Ottawa Citizen

No Verizon could mean regulated roaming fees

Weekend in U.S. can cost thousands

- MICHAEL GEIST

The Labour Day weekend ended with a bang for telecom watchers as Verizon, the U.S. giant that was contemplat­ing entering the Canadian market, announced that it was no longer interested in moving north. That decision represents a major loss for consumers, who would have benefited from greater choice and increased competitio­n.

Yet days before the Verizon change of heart, the Canadian Radio-television and Telecommun­ications Commission released its own noteworthy announceme­nt, issuing a request for informatio­n to all Canadian wireless companies on their roaming pricing. The request, which covers everything from roaming agreements with U.S. companies to roaming revenues and consumer costs, may be the start of a long-overdue effort to rein in Canadian roaming fees, which the OECD has reported are among the highest in the world.

The commission acknowledg­ed mounting concern over roaming fees, which kick in whenever Canadians use their wireless devices outside the country (and occasional­ly within the country when a provider does not offer their own service). After attempts to gather data from publicly available informatio­n failed to provide a clear picture, the CRTC initiated the request for informatio­n, much of which has never been made publicly available.

Based solely on the readily accessible informatio­n, however, roaming fees render typical usage of cellphones when out of the country unaffordab­le for most Canadians. Consider an average family of four that travels to the U.S. for a long weekend. Each person travels with their cellphone, but limits their use to a few calls, checking email, and some text messages to coordinate plans. The parents spend only 20 minutes per day talking on their devices, the kids are limited to 10 minutes, and everyone sends 10 texts per day. The family avoids bandwidth-intensive activities such as streaming video or uploading multiple photograph­s.

The total cost for such modest usage? On Rogers, the hour of total talk time costs $87 per day, checking emails costs $31.96 per day, and the 40 texts adds another $30 to the bill.

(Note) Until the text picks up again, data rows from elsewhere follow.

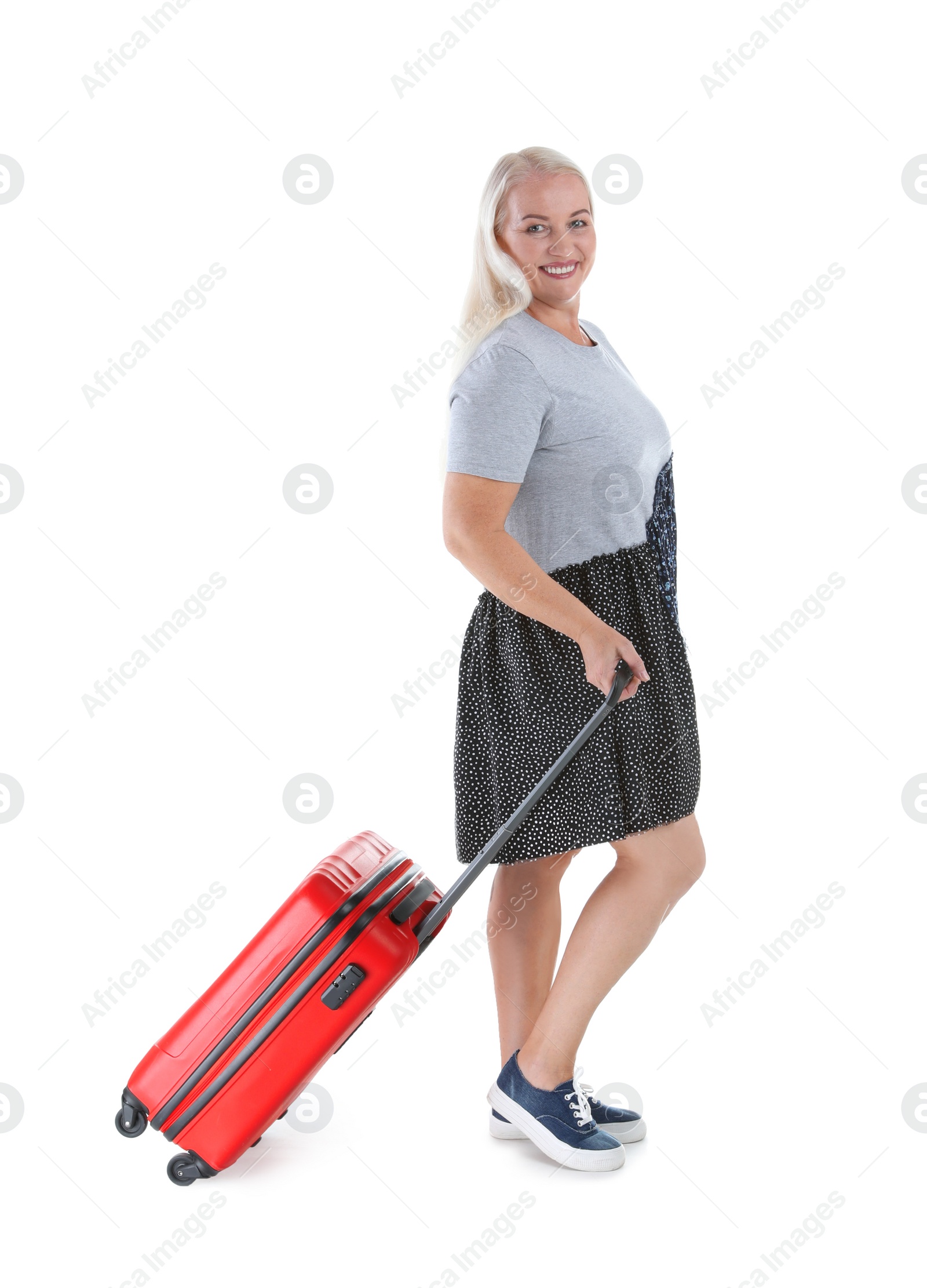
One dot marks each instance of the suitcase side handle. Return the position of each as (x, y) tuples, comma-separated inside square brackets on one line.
[(623, 676)]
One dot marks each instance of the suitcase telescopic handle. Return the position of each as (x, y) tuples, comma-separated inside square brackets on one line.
[(623, 676)]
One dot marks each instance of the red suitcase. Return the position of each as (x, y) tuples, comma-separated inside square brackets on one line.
[(240, 1057)]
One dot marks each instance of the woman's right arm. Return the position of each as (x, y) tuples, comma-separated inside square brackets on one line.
[(476, 511)]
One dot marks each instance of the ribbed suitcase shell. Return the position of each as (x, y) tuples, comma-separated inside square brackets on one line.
[(182, 1081)]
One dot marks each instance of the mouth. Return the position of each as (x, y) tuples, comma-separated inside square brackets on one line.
[(560, 271)]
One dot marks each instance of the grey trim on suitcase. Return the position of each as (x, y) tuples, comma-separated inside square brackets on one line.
[(623, 676), (279, 982), (290, 1005), (404, 909)]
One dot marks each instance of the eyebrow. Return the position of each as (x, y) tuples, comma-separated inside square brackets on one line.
[(583, 212)]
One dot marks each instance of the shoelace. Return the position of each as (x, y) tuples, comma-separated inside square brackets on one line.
[(581, 1109), (587, 1087)]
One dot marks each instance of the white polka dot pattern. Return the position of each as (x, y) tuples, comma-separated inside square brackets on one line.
[(523, 696)]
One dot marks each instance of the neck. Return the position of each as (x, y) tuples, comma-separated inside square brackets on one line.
[(564, 318)]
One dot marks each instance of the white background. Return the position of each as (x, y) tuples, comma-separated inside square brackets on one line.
[(749, 196)]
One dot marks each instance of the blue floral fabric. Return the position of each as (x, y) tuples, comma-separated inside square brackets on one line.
[(661, 532)]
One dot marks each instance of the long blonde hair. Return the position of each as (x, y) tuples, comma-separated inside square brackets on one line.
[(497, 285)]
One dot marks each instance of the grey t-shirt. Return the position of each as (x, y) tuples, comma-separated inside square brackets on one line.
[(568, 423)]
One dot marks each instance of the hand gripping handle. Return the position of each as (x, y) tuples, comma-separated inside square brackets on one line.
[(623, 676)]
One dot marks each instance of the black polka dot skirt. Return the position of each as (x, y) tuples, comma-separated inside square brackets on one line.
[(523, 696)]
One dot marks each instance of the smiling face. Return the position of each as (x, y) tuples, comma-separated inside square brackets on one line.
[(549, 234)]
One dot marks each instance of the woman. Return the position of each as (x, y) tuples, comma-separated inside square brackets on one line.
[(559, 500)]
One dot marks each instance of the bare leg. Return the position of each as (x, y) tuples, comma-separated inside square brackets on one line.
[(524, 916), (652, 871)]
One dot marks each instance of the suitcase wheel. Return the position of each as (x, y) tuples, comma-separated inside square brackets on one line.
[(183, 1170), (130, 1121)]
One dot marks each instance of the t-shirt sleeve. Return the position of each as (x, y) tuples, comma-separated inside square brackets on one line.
[(499, 405)]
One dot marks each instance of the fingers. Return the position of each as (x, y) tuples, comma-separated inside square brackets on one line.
[(634, 661)]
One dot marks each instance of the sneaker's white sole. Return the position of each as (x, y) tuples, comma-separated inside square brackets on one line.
[(625, 1133), (580, 1159)]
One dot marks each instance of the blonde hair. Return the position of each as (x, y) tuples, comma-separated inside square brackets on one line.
[(497, 286)]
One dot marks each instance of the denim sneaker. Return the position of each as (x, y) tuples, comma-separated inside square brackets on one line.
[(559, 1122), (623, 1123)]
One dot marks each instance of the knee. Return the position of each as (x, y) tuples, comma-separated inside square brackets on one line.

With a daily cost of $148.96, the three-day weekend total roaming cost runs to $446.88 plus taxes.

The situation is even worse with Bell and Telus, who both charge more for data usage. Assuming the emails used 10 MB per day per person (a very modest figure), Bell’s pricing of $6 per MB (Telus charges $5 per MB) would add over $200 per day to the family’s cost, bringing the weekend cost to over $1,000.

By comparison, Vodafone Australia recently unveiled a daily cap for its customers that roam in the U.S. The plan gives subscriber­s the same voice, text, and data usage as their domestic plans for only AU$5 per day (the same offer applies to travel in the U.K. and New Zealand).

Many other countries have already taken action against the gouging that appears to occur on roaming fees. In fact, costs in the European Union have dropped by 91 per cent over the past six years in response to regulatory initiative­s that have capped roaming fees in Europe.

Canadian providers have been anticipati­ng a regulatory response to high roaming fees.

This summer, a Rogers executive told telecom analysts he expected “the roaming initiative­s, which frankly we think are imperative in the long run to kind of get roaming in line, or I think we will see the same kinds of things that we’ve seen in other parts of the world where it becomes high on the regulatory agenda.”

Rogers has already taken some steps to drop roaming pricing, resulting in tens of millions of dollars in reduced revenues.

Yet those reductions still yield in the pricing described above. With costs still high by internatio­nal standards and a lack of competitio­n an ongoing concern, regulated roaming pricing is overdue and an important step in meeting the government’s goal of “more choice, lower prices, better service.”